# COVID-19 Global Data Tracker
This notebook analyzes and reports global COVID-19 trends, including cases, deaths, recoveries, and vaccinations.

## Data Collection
Download the 'owid-covid-data.csv' dataset from [Our World in Data](https://ourworldindata.org/covid-cases) and save it in the working folder.

In [None]:
# Download the dataset
import os
import urllib.request

dataset_url = "https://covid.ourworldindata.org/data/owid-covid-data.csv"
dataset_path = "owid-covid-data.csv"

if not os.path.exists(dataset_path):
    urllib.request.urlretrieve(dataset_url, dataset_path)
    print(f"Dataset downloaded and saved as {dataset_path}")
else:
    print(f"Dataset already exists at {dataset_path}")
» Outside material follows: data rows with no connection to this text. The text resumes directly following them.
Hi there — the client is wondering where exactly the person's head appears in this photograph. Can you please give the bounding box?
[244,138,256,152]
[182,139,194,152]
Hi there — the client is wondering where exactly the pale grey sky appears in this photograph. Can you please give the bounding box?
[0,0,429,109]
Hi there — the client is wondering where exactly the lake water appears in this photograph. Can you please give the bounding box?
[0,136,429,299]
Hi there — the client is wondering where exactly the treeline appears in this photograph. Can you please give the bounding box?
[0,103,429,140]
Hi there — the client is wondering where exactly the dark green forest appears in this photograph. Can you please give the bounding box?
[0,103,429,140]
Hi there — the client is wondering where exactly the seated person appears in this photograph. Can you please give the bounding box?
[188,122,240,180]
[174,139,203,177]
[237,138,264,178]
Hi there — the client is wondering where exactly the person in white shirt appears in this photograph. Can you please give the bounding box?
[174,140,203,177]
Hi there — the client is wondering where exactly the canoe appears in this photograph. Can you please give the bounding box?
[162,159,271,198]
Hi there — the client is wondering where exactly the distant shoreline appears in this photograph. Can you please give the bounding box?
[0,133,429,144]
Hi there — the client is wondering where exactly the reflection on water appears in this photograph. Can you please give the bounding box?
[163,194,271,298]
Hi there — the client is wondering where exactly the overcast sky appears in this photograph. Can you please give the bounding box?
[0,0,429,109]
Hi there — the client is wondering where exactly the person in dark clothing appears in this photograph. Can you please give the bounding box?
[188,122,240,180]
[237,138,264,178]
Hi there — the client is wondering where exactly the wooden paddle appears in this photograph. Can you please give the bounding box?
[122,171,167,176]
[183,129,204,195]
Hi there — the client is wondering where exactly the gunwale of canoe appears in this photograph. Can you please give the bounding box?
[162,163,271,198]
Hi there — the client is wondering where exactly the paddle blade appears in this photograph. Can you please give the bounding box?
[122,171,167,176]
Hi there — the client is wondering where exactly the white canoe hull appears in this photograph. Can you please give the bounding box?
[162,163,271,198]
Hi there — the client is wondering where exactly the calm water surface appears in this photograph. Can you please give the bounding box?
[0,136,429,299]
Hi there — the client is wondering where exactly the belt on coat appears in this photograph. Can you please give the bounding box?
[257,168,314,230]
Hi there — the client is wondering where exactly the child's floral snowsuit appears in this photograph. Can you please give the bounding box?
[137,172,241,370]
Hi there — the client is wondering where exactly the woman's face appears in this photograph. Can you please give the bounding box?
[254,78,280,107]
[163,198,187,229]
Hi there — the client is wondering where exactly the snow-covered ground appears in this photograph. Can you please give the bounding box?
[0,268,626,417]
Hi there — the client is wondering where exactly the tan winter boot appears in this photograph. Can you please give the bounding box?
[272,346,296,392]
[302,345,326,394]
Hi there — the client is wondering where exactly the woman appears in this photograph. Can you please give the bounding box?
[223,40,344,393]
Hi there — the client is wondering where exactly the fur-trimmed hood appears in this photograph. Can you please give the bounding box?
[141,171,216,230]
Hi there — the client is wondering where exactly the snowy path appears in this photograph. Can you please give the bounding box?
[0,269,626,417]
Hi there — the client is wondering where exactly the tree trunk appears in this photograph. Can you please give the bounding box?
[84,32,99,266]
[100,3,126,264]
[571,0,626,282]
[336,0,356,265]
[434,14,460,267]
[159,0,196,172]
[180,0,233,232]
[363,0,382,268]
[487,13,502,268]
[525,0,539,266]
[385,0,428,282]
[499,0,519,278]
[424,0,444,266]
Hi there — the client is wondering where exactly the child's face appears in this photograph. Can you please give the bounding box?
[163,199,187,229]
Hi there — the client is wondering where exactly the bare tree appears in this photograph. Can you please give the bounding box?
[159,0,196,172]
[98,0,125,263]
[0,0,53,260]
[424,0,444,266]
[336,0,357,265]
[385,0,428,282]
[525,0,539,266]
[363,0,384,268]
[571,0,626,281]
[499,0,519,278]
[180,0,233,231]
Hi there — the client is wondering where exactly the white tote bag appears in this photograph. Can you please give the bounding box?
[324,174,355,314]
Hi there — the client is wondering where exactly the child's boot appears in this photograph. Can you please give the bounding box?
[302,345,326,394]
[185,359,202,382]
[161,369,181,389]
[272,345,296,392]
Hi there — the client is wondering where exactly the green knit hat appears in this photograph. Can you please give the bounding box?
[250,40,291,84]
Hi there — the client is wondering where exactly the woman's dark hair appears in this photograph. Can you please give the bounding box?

## Data Loading & Exploration
Use pandas to load the dataset, inspect its structure with `df.columns` and `df.head()`, and identify missing values with `df.isnull().sum()`.

In [None]:
import pandas as pd

# Load the dataset
df = pd.read_csv(dataset_path)

# Inspect the structure of the dataset
print("Columns in the dataset:")
print(df.columns)

print("\nFirst 5 rows of the dataset:")
print(df.head())

# Identify missing values
print("\nMissing values in each column:")
print(df.isnull().sum())

## Data Cleaning
Filter countries of interest, drop rows with missing critical values, convert the date column to datetime, and handle missing numeric values using `fillna()` or `interpolate()`.

In [None]:
# Filter for specific countries (e.g., USA, India, Brazil)
countries_of_interest = ["United States", "India", "Brazil"]
df_filtered = df[df["location"].isin(countries_of_interest)]

# Drop rows with missing critical values
df_filtered = df_filtered.dropna(subset=["total_cases", "total_deaths", "date"])

# Convert the date column to datetime
df_filtered["date"] = pd.to_datetime(df_filtered["date"])

# Handle missing numeric values
df_filtered = df_filtered.fillna(method="ffill")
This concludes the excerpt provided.